At 00:45, however, I am required to ask when it is that this particular station closes. At 0103, I am told. For reasons that passeth understanding.

Still, only five hours to kill until home time.

*


With my phone dying, relief comes in the form of a late-opening Tescos (pad of paper – check, pack of biros – check) and a map to the nearest 24-hour McDonalds pasted to the side of a different, derelict McDonalds, near the station I set off.

The map, it turns out, wasn’t orientated North.

I didn’t realise human beings did that.

Being tired and grumpy I simply looked at the thing and went “Go north, over the road, left then right” and didn’t really think much more about what it was that I was doing. This added a night time circuit of the City to my evening’s tour, as I realised that I had wandered in entirely the wrong direction (30 St. Mary Axe being the clue).
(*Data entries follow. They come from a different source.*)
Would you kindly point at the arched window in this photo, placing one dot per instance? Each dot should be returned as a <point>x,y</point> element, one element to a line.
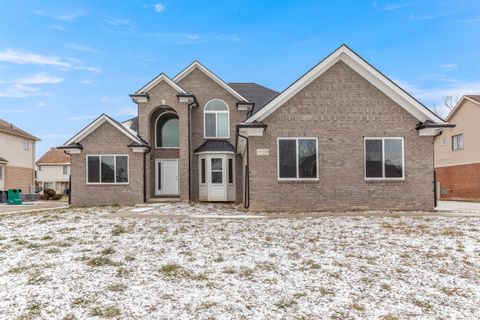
<point>216,119</point>
<point>167,132</point>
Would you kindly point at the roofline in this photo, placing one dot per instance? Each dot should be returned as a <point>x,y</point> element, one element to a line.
<point>161,77</point>
<point>457,106</point>
<point>329,61</point>
<point>182,74</point>
<point>84,132</point>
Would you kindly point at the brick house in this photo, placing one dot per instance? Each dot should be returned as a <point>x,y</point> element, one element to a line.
<point>17,158</point>
<point>457,153</point>
<point>53,171</point>
<point>343,136</point>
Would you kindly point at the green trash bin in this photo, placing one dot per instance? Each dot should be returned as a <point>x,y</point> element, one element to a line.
<point>13,196</point>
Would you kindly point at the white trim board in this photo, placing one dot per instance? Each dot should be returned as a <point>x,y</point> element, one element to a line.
<point>97,123</point>
<point>360,66</point>
<point>197,65</point>
<point>161,77</point>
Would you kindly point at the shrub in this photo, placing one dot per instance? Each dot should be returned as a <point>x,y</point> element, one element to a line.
<point>56,197</point>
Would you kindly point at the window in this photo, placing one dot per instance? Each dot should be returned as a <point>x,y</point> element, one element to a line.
<point>107,169</point>
<point>457,142</point>
<point>167,131</point>
<point>217,170</point>
<point>216,119</point>
<point>297,158</point>
<point>384,158</point>
<point>230,170</point>
<point>202,171</point>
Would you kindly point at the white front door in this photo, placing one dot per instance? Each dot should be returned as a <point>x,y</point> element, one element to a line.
<point>166,177</point>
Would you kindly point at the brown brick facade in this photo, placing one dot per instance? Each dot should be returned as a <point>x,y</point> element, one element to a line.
<point>340,108</point>
<point>18,178</point>
<point>460,182</point>
<point>106,140</point>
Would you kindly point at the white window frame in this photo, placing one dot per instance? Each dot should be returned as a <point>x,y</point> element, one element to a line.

As I walked (humming Gilbert and Sullivan) I was struck by how many of the buildings had people working inside them, refitting shop floors at 01:30 in the morning. I found myself wondering whether there were builders (and indeed whole firms) who dedicate themselves to this sort of night-time, guerrilla decorating. Sneaking in and out after hours, making sure everything is done before the following morning comes.

The episode of Fawlty Towers with the dodgy builders leapt to mind, and I imagined oblivious mid-ranking employees arriving at work to find their offices now part of a squash court, or that the stationery cupboard has mysteriously vanished. Better still, builders who perhaps got the wrong address, so that a seasoned tailor, proud of his century-old bespoke business, arrives at work to find that it is now a Starbucks.
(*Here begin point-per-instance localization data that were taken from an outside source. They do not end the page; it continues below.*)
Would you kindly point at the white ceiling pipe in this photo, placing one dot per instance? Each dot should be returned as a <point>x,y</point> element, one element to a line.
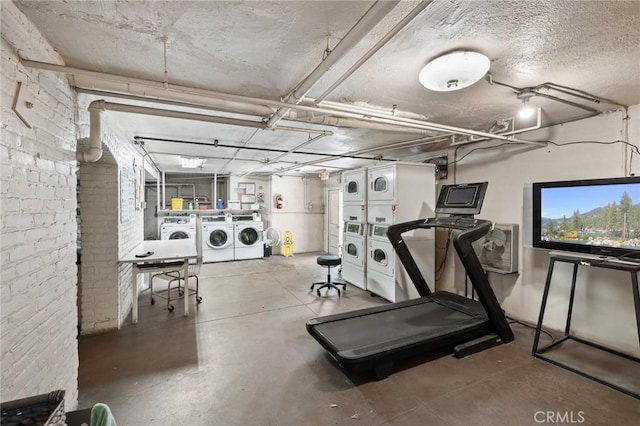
<point>211,104</point>
<point>284,154</point>
<point>328,120</point>
<point>340,112</point>
<point>191,105</point>
<point>405,144</point>
<point>381,43</point>
<point>180,114</point>
<point>95,134</point>
<point>369,20</point>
So anyway, I’m still in McDonalds, renting a table by the hour for a cup of coffee a go, being chased from seat to seat by a pair of night-builders, who are amicably leavering up split beige tiles from the cracked floor, and replacing them with new, slightly lighter beige tiles, which do not match.

Currently on page seven of the notepad, I will let you know how the word count goes. If you are reading this I got home somehow…

Music: Arcade Fire, Sprawl II (Mountains Beyond Mountains)



(Being the only piece of decent music played in McDonalds for four hours, I was very grateful for its timely appearance.)

And for reference: The Dresden Dolls, Half Jack and Neil Gaiman singing about murder.